Unofficial statistics (sorry, there aren't always authoritative statistics available in this country) indicate that China has no less than 400 million mobile telecommunications subscribers, and that on average they upgrade their mobile phones every two years.
Inaccurate as that might sound, the figures at least suggest that every few years hundreds of millions of cell phones end up at the backs of drawers or in waste collectors' sacks. This also means that for every replaced or stolen phone, a battery and adaptor are also rendered redundant. Just imagine the waste.
The essential and original function of a cell phone is to facilitate mobile communication - making a call or sending a text message while on the go. But people's taste for constant renewal has conferred new meaning on the cell phone: color screens, polyphonic ring tones, video games, MP3 players, digital cameras ... the list goes on. Each new modification triggers a wave of replacements as people dump their old models. Young people are the main target of these novel functions, but many middle-aged people, mostly higher- and middle-income earners, also frequently update their mobile phones as fashion dictates.
The desire for frequent replacements also derives from technical - or disguised commercial - reasons.

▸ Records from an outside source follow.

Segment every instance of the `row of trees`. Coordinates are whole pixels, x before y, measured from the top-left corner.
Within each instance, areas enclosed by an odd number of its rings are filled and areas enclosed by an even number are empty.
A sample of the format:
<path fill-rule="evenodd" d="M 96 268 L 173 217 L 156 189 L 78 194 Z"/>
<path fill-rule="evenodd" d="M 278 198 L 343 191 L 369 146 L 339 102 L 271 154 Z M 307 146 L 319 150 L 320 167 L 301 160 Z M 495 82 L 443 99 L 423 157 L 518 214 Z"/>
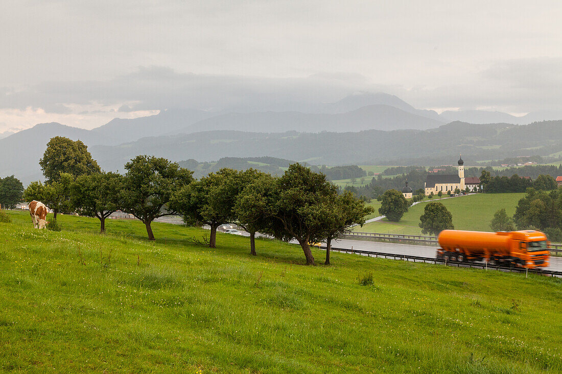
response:
<path fill-rule="evenodd" d="M 549 192 L 534 188 L 519 200 L 513 217 L 505 209 L 496 212 L 490 227 L 496 231 L 534 229 L 546 234 L 553 241 L 562 241 L 562 188 Z"/>
<path fill-rule="evenodd" d="M 235 223 L 250 233 L 252 254 L 259 231 L 296 239 L 308 264 L 315 264 L 310 243 L 327 241 L 329 264 L 331 241 L 362 225 L 373 211 L 351 193 L 339 194 L 323 174 L 298 163 L 280 177 L 225 168 L 194 180 L 193 172 L 176 163 L 139 156 L 125 164 L 121 175 L 102 172 L 81 142 L 56 137 L 40 164 L 46 183 L 31 183 L 23 197 L 42 201 L 53 209 L 55 220 L 60 212 L 97 217 L 105 232 L 105 220 L 119 209 L 142 221 L 148 239 L 154 240 L 152 222 L 178 214 L 186 222 L 209 225 L 212 248 L 217 228 Z"/>
<path fill-rule="evenodd" d="M 550 191 L 557 187 L 556 182 L 550 175 L 541 174 L 534 180 L 520 177 L 514 174 L 507 176 L 491 176 L 490 173 L 483 170 L 480 176 L 480 183 L 484 192 L 501 193 L 506 192 L 525 192 L 530 187 L 541 191 Z"/>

Being the old fogey that I am, I have gone through three models since I bought my first one seven years ago. I lost the first one, a Nokia, to a thief and deserted the second one, a Samsung, because of an incurable antenna problem. I bought my current one, an LG, two years ago, after the Samsung service man told me, with a contemptuous look in his eyes, that he could not find a replacement for my phone's antenna unit because it was "too old". His reaction made me realize that three years could be considered "old" in the world of mobile phones.
Now my third phone has begun to show signs of senility - it often happens that the person I am talking to can hear me but I cannot hear him. I know I may have to buy a new model because it could be difficult to find the parts needed to fix my current model, which has been phased out. I feel like I have been kidnapped by mobile phone merchants.
Mobile phones are not the only products that drive or induce us to pursue constant updates. There are also TV sets, washing machines, refrigerators, high-fi audio systems and so on.
It is unreasonable to blame people for craving a higher resolution TV set, a faster computer or an automobile that is easier and more comfortable to drive. It is human nature to constantly seek greater enjoyment. Hundreds of years of development of modern industry have led us to believe that science and technology are invincible and omnipotent, and that so long as human beings are willing to explore new ideas, they have the power to raise the level of human enjoyment without limit. In other words, we assume that painstaking effort is the only fee we need to pay in exchange for a life of constant improvement.
However, the huge piles of electronic garbage remind us that we have ignored a more fundamental cost of modern luxury - the draining of resources and the pollution of the air, earth and water. We should ask ourselves: Is it moral for us to mine the resources of this planet beyond what our generation needs, cutting into our offspring's stake just to pander to our incessant avarice for luxurious enjoyment?